A previous study found that CMD was associated with long-term mortality in patients with STEMI . However, we did not find any difference in the risk of mortality between the CMD and non-CMD groups (P = 0.973). The sample size of our study was merely 167 patients, and the follow-up period was relatively short; only two patients died in the CMD group, and none died in the non-CMD group; thus, the mortality-related data did not converge in the Cox regression analysis. Moreover, we only analyzed the culprit vessels and multivessel disease, whereas the effect of other coronary anatomical data on perfusion was not compared. The sample size and short follow-up period were limitations of our study and may be responsible for the lack of significant differences in the mortality between the two groups. Future studies with larger samples and longer follow-up durations should be performed and more coronary anatomical data should be analyzed. Moreover, the change in coronary microcirculation perfusion is a dynamic process, but we only obtained MCE data at one period of time (within 7 days post-PCI). Imaging data at follow-up should be added to gain a more comprehensive understanding of the impact of CMD on STEMI.
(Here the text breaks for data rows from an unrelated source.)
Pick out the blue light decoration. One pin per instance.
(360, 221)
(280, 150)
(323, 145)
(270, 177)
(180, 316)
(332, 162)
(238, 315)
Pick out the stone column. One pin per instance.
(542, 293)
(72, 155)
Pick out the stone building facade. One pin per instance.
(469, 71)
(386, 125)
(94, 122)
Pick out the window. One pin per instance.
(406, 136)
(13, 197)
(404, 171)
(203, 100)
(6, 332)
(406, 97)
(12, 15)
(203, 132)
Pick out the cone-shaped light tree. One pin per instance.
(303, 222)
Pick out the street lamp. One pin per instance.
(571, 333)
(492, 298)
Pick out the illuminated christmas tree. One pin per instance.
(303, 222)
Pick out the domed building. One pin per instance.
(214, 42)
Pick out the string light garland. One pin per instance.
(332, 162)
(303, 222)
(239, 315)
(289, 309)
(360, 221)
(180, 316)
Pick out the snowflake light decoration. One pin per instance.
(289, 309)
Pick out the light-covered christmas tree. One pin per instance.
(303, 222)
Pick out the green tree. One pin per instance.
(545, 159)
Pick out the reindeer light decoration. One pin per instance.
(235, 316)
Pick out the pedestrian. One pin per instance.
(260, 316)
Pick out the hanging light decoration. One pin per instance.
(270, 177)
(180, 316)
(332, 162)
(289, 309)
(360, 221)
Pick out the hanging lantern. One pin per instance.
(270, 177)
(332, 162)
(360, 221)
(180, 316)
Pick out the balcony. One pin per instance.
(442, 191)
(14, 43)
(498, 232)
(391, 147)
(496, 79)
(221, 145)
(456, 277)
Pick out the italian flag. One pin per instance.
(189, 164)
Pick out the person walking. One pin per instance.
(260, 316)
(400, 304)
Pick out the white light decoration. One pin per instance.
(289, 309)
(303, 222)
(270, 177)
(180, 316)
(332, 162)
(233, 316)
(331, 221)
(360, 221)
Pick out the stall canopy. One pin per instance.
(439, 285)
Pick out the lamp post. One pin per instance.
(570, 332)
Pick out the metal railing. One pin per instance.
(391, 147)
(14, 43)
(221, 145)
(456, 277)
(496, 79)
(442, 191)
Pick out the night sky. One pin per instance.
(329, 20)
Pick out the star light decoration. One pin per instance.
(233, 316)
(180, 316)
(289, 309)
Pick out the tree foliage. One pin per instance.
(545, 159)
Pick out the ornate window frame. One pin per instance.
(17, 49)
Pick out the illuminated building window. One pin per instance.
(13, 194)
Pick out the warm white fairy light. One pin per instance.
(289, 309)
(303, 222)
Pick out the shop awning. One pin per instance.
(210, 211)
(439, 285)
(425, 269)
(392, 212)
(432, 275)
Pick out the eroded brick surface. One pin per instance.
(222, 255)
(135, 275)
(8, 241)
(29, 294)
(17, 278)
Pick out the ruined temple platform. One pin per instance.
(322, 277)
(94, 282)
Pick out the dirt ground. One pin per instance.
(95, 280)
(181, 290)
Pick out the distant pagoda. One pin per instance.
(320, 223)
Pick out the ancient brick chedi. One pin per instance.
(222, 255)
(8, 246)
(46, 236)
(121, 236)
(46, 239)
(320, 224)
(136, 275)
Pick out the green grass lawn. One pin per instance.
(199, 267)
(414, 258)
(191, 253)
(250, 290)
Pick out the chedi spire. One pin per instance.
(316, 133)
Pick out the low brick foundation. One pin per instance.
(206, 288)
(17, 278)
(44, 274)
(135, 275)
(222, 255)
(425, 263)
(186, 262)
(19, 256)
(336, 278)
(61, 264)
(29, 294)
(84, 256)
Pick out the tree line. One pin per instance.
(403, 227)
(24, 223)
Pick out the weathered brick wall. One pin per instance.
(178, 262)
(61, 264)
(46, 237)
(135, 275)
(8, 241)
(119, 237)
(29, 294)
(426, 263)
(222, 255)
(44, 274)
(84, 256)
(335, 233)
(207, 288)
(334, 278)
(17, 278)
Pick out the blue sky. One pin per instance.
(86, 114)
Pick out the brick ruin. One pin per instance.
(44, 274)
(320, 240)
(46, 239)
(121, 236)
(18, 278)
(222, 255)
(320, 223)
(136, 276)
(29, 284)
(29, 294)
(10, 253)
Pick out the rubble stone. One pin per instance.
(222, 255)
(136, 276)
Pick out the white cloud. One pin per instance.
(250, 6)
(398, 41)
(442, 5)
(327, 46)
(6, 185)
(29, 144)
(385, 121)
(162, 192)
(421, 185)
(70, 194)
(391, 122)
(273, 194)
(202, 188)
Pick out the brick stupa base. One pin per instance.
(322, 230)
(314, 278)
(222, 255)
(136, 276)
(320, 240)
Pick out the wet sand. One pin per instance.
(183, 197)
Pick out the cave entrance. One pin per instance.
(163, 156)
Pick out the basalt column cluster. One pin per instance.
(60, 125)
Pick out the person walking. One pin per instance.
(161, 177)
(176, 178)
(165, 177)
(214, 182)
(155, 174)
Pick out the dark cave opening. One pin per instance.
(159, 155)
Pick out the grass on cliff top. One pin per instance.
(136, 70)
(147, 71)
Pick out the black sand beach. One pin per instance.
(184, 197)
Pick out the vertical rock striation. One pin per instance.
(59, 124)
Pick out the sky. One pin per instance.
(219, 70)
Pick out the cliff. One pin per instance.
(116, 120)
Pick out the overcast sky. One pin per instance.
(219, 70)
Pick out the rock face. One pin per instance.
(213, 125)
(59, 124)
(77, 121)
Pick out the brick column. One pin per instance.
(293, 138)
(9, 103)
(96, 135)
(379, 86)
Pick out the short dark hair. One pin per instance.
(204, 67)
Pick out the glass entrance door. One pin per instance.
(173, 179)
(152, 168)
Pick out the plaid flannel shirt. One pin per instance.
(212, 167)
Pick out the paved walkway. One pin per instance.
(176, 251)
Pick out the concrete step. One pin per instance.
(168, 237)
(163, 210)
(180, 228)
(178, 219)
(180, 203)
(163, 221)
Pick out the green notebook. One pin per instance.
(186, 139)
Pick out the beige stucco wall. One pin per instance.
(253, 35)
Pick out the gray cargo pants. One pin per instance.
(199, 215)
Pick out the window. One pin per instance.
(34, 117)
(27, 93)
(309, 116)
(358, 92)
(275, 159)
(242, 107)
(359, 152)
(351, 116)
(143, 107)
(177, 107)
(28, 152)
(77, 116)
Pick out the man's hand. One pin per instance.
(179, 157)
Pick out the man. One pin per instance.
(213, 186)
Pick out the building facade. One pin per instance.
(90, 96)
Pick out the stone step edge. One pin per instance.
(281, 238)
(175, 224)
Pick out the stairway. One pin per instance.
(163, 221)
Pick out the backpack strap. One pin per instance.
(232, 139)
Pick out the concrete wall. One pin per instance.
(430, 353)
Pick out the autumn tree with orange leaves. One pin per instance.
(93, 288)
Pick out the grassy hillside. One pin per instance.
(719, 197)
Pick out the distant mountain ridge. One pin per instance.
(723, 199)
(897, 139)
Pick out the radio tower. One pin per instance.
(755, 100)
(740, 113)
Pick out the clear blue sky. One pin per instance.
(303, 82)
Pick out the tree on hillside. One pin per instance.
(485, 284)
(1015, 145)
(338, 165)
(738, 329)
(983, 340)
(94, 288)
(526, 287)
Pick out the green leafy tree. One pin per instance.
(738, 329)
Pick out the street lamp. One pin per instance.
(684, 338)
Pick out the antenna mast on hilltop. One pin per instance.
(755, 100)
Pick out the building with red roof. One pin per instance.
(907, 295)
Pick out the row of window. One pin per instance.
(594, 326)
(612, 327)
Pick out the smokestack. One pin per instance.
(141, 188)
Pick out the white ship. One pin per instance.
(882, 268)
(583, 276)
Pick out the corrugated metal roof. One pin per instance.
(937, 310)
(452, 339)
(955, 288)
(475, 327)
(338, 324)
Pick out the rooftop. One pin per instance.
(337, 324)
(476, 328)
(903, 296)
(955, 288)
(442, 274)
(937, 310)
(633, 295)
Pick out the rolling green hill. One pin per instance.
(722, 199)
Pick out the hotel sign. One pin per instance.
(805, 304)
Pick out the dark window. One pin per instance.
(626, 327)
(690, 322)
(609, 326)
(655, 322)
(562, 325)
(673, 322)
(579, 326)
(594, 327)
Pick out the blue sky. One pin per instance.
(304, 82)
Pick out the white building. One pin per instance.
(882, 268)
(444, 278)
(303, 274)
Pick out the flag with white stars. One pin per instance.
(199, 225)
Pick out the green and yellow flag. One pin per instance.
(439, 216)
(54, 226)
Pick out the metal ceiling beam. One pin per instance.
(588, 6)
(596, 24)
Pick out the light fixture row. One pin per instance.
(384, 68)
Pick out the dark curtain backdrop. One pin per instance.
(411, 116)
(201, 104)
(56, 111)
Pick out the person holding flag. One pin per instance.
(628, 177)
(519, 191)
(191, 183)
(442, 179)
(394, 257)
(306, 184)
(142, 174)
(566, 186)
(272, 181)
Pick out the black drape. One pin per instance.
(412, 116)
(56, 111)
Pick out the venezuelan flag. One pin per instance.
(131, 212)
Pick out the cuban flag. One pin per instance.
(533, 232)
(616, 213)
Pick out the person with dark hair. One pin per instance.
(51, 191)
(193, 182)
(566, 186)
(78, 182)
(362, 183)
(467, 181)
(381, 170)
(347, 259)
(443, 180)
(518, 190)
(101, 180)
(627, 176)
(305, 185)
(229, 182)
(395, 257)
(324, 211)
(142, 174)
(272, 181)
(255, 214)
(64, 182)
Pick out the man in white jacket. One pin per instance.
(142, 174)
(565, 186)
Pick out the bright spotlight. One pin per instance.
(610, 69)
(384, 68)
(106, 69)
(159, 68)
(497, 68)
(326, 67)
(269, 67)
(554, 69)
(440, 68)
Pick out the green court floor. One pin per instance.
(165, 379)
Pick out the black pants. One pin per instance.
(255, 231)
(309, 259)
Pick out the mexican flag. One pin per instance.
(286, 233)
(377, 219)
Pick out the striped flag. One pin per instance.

We used MCE to detect CMD, which is a safer and more convenient method for patients with STEMI. Our findings revealed that CMD occurred in a significant proportion of patients with STEMI, which led to a poor prognosis. This study provides evidence of the feasibility of predicting MACEs using MCE in patients with STEMI and proved the importance of early identification of CMD in patients with STEMI.